Maybe once I regain some of my confidence, I will try the satan machine again, and will make myself ANOTHER crochet hook case :)

Saturday, December 1, 2007

Lining Hats

Sorry I haven't posted in a while, exams got hectic and also lately I haven't been really designing anything new crochet-wise. Mainly just crocheting up promised hats to friends based on the hat pattern I had previously posted here. I tweak them to make them more individual, like making the front flap more rounded, or the ear flaps larger/smaller, switching up colors, making them without stripes.... so on and so forth. But it's still basically the same hat. I am pretty sick of hats actually. The only thing that makes making them fun is lining them, which I have just started doing.
It's all because my little brother had been complaining that his Dragon hat is itchy, which surprised me because I never really found the Wool-Ease Thick and Quick that itchy for acrylic yarn. In fact I was a tad insulted and began to doubt my crocheting skills. Thoughts like "He was lying to me, he hates my hat!" and "I am a horrible horrible crocheter if I can't even crochet a hat for a five year old" invaded my mind and caused much torment and undoing of hats. Then after hanging around him for a few days during Thanksgiving I began to doubt my logic of "Saying it doesn't feel nice equals he hates it". Mainly because that would mean he hated his coat. He hated is shoes. His sweater, his mittens and even his underwear were offensive to him. The book called "A porcupine named fluffy" aroused the deepest sentiments of loathing in him for the pages were much MUCH too stiff. So that's when I decided to learn how to line hats. I don't think I could have done it without Norma and her easy online tutorial.
My first attempt was with my friend Sarah's Hat, but the lining wasn't fleece, it was actually jersey so it was a little difficult at first to size it correctly. I used light pink embroidery floss and a reverse backstitch (which I had to learn but am now obsessed with). I don't think it came out too bad. What do you think?

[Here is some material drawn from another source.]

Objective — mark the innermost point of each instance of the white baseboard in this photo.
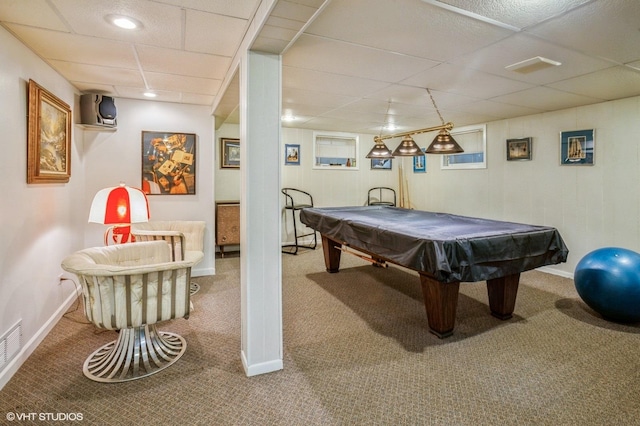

Hmmm in second thought that's not exactly the world's greatest photo of it. It looks sort of bunchy and not good. But look at the front of the hat that has that beautiful display of reverse back stitch seaming and not the back of the hat which displays what happens when I realize that width-wise I have some extra fabric but length wise its a bit short. Important thing is, is it fits well, its not baggy or too tight when on, and you can't see the lining from the outside except hopefully a hint of it when I finish the ear flaps. Also my second task is to figure out how to cut fabric in a trapezoid but with ear flaps shape. This is a bit complicated as it involved buying whole yards of fabric and not 1/4 yards like I do (I am an extremely broke college student! Don't judge me!).

This is how my little brother's hat is looking. Except a tad less orange. I see this is my slightly artistic shot in where I don't use flash. Nice. Wow its fuzzy too. For those people whose vitamin C daily intake I have just upped by 40%, you are welcome and also, do not worry this is the inside of the hat. THE HAT IS TURNED INSIDE OUT! Let me try to find a less fuzzy better close up of the seams I suspect I have. No No I do not. Never mind. Just imagine the most beautiful stitches you have ever seen, and I assure you, they are in/on that hat. Poetry in motion. Yay!